The training cohort included 1012 participants from the Alzheimer's Disease Neuroimaging Initiative (ADNI). The validation cohort comprised 2087 participants from the National Alzheimer's Coordinating Center (NACC). BMA methods, including stacking and pseudo-BMA+, aggregated predictions across candidate models to enhance accuracy and robustness. Predictive performance was evaluated using the C-index, a measure of discrimination.
Compared to the composite model, BMA improved prediction accuracy. The C-index was 0.777 (stacking) and 0.771 (pseudo-BMA+) in ADNI and 0.743 and 0.738 in NACC.
This framework offers a robust tool for personalized medicine, enabling accurate predictions and enhanced generalizability across diverse populations.
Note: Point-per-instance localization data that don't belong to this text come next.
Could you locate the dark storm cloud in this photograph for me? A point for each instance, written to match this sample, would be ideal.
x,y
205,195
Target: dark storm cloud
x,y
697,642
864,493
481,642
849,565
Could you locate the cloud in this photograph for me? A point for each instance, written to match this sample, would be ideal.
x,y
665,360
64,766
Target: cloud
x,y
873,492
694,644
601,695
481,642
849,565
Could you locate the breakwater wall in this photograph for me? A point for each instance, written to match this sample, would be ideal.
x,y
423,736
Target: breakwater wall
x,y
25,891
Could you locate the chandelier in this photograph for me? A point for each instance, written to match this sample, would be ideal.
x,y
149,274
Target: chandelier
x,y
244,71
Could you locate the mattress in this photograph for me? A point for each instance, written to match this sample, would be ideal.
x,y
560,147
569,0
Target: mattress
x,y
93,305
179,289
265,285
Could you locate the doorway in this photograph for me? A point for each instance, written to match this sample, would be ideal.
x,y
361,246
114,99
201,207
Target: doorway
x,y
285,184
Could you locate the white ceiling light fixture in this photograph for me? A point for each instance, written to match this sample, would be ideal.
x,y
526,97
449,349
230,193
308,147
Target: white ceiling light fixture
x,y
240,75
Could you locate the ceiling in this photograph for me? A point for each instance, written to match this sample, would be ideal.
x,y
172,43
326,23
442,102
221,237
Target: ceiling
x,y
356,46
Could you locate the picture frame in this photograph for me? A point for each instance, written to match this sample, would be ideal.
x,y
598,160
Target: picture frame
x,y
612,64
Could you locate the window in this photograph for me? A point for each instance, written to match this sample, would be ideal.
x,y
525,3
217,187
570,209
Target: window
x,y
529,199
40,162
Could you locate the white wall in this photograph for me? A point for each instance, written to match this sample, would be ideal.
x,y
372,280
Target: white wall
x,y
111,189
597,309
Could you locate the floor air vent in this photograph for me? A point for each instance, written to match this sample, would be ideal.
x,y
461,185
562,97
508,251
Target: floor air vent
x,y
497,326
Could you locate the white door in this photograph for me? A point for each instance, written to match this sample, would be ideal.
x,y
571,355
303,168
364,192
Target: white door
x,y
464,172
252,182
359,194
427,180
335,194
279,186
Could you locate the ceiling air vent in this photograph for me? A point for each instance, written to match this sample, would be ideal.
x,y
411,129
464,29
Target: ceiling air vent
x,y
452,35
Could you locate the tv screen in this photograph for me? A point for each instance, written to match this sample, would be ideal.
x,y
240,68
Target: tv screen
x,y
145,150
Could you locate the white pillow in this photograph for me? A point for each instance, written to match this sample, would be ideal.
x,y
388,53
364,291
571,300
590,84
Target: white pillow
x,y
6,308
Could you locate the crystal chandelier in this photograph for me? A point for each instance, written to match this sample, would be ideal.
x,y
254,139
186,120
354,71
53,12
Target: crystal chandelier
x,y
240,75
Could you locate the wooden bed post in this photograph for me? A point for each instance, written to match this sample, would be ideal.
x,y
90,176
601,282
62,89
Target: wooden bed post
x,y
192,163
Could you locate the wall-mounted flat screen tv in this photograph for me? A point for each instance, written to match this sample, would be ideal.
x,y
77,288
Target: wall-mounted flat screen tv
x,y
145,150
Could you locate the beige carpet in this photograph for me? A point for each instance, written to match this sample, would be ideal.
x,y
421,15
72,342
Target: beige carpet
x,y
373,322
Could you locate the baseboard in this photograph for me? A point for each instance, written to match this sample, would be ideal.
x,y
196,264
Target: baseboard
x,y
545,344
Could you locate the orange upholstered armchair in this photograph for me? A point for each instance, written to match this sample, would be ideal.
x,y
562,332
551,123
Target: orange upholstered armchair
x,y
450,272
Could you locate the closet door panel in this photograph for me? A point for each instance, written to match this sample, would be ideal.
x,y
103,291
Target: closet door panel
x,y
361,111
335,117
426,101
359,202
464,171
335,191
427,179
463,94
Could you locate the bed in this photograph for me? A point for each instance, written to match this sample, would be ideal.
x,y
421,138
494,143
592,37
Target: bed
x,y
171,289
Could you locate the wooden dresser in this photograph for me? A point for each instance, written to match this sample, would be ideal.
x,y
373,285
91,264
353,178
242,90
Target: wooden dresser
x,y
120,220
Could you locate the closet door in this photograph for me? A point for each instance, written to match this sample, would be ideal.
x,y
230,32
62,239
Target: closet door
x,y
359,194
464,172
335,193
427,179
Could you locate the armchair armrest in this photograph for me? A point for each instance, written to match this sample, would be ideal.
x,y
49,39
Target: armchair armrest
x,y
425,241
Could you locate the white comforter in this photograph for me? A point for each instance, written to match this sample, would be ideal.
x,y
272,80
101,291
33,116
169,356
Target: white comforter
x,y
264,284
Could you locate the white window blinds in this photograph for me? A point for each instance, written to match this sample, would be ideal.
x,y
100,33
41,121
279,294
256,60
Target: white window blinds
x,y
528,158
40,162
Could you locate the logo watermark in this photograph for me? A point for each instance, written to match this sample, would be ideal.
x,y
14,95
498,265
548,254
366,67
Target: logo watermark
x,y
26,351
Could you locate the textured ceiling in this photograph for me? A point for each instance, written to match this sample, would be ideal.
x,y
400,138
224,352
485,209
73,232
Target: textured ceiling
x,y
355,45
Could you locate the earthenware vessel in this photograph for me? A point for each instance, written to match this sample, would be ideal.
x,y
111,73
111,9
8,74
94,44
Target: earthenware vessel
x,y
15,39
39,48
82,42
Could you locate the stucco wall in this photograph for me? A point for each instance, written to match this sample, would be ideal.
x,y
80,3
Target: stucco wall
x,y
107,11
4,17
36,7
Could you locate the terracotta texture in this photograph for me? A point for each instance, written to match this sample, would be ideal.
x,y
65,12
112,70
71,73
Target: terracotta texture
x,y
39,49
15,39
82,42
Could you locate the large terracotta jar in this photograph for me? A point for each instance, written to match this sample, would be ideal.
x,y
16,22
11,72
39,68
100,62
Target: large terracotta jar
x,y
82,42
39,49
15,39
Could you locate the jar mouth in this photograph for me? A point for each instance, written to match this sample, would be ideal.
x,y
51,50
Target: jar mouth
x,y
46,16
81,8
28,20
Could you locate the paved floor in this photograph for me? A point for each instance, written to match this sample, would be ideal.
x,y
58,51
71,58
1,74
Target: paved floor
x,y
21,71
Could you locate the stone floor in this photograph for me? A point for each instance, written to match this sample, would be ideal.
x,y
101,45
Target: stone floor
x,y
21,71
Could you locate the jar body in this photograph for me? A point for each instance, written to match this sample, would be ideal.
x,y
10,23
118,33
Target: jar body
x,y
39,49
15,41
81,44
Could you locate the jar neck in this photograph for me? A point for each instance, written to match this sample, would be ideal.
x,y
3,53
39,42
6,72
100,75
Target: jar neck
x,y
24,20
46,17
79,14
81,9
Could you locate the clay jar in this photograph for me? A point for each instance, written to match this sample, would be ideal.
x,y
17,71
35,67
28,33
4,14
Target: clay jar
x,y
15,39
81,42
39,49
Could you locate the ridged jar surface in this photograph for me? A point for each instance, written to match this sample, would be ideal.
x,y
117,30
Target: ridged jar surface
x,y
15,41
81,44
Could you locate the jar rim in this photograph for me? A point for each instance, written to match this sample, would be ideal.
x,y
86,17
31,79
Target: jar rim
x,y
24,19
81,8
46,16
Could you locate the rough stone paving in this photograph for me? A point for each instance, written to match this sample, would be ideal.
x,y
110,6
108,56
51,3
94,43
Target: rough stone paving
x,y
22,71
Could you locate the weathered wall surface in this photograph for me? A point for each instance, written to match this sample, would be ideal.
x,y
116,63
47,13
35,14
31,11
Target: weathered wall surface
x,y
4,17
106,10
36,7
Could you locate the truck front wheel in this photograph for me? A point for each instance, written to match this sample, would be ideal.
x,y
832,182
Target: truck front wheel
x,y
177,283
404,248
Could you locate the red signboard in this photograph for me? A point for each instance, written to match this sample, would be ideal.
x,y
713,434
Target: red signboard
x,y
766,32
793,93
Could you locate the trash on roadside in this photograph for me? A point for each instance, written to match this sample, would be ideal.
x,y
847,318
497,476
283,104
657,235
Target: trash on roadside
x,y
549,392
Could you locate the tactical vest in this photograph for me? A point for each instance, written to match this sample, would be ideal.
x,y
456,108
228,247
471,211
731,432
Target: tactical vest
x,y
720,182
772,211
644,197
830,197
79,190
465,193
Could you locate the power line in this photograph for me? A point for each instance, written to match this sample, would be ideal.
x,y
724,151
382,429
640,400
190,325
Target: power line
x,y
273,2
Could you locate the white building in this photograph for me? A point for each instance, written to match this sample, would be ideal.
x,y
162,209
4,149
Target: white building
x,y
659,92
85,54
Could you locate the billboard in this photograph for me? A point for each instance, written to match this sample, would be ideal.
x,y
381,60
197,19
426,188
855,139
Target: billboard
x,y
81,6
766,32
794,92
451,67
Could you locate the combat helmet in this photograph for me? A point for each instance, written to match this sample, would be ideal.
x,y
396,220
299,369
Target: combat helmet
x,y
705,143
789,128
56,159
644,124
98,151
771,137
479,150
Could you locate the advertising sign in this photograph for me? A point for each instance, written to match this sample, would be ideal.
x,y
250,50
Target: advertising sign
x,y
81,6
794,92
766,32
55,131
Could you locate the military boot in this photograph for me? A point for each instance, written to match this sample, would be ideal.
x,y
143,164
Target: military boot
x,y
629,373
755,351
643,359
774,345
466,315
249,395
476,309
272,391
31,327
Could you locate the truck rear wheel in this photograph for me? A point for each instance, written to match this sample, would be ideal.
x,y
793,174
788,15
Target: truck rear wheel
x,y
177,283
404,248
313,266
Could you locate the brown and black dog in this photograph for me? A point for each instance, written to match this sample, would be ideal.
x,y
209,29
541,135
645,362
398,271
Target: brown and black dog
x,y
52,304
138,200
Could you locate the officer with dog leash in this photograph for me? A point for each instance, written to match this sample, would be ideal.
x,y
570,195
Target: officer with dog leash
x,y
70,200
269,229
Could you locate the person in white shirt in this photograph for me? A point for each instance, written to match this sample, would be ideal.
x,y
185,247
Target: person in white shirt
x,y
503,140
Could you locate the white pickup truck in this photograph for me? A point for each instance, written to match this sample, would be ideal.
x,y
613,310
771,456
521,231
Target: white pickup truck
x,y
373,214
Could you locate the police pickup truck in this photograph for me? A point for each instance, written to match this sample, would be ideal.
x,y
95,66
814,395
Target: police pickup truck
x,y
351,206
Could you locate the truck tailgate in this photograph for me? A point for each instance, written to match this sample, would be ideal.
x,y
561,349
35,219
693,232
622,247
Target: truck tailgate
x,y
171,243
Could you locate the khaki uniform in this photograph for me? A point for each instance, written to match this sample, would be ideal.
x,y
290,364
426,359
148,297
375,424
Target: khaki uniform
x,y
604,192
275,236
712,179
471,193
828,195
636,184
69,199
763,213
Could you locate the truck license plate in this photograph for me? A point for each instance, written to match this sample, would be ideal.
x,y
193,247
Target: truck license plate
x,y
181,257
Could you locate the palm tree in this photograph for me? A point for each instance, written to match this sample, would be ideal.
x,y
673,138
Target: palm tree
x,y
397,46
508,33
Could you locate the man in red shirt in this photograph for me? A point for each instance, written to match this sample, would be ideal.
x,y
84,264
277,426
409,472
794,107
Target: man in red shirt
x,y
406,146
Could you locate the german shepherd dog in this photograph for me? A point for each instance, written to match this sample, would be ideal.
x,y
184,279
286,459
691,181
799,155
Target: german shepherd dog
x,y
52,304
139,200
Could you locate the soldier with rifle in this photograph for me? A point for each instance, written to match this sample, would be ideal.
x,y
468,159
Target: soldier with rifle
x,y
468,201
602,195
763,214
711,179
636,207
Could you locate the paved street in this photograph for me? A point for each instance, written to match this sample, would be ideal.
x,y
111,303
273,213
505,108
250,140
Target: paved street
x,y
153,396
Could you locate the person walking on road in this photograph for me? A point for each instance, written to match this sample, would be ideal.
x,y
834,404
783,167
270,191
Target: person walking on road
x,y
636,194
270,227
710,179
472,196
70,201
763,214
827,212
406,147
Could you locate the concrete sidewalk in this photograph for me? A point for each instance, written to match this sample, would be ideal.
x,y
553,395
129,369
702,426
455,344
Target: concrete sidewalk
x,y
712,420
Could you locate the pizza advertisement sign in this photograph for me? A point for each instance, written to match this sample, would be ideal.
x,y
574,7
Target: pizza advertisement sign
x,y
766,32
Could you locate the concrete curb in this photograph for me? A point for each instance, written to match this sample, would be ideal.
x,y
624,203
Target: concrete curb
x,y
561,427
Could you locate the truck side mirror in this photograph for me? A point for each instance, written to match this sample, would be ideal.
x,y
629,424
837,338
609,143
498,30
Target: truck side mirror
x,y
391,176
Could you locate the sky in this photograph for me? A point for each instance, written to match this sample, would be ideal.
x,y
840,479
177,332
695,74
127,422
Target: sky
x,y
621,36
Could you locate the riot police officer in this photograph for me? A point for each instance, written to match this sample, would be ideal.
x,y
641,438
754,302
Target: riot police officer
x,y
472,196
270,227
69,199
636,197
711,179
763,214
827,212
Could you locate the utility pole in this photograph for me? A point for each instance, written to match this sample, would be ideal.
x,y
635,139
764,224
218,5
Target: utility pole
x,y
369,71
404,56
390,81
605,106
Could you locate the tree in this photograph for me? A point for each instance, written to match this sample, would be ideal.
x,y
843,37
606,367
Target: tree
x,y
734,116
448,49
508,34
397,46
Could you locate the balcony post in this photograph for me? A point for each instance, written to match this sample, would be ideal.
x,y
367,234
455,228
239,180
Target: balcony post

We introduced a novel joint modeling framework integrating multivariate longitudinal outcomes (Mini-Mental State Examination and Clinical Dementia Rating Sum of Boxes) with survival data to predict Alzheimer's disease dementia onset and progression. We validated the framework across complementary datasets: Alzheimer's Disease Neuroimaging Initiative (training) and National Alzheimer's Coordinating Center (NACC; validation), with NACC providing a demographically diverse population to assess generalizability. The model enhanced predictive accuracy using Bayesian model averaging, which synthesizes insights across multiple models to reduce uncertainty and improve robustness. The model demonstrated consistent and clinically relevant performance, supporting its applicability for early intervention, precision medicine, and clinical trial design.
准确预测阿尔茨海默病(AD)痴呆症的发病及进展为轻度认知障碍(MCI)对于早期干预和临床试验设计至关重要。本研究提出了一个预测框架,该框架利用贝叶斯模型平均法(BMA)与多变量函数混合模型(MFMM)来整合多变量纵向结果和生存数据。
训练队列包括来自阿尔茨海默病神经影像倡议(ADNI)的1012名参与者。验证队列由来自国家阿尔茨海默病协调中心(NACC)的2087名参与者组成。BMA方法,包括堆叠法和伪BMA +,汇总了候选模型的预测结果,以提高准确性和稳健性。使用C指数(一种区分度指标)评估预测性能。
与复合模型相比,BMA提高了预测准确性。在ADNI中,C指数堆叠法为0.777,伪BMA +法为0.771;在NACC中,C指数分别为0.743和0.738。
该框架为个性化医疗提供了一个强大的工具,能够进行准确预测并增强在不同人群中的通用性。
我们引入了一种新颖的联合建模框架,该框架整合多变量纵向结果(简易精神状态检查表和临床痴呆评定量表总和)与生存数据,以预测阿尔茨海默病痴呆症的发病及进展。我们在互补数据集上验证了该框架:阿尔茨海默病神经影像倡议(训练)和国家阿尔茨海默病协调中心(NACC;验证),NACC提供了人口统计学上多样化的人群以评估通用性。该模型使用贝叶斯模型平均法提高了预测准确性,该方法综合了多个模型的见解以减少不确定性并提高稳健性。该模型展示了一致且与临床相关的性能,支持其在早期干预、精准医疗和临床试验设计中的适用性。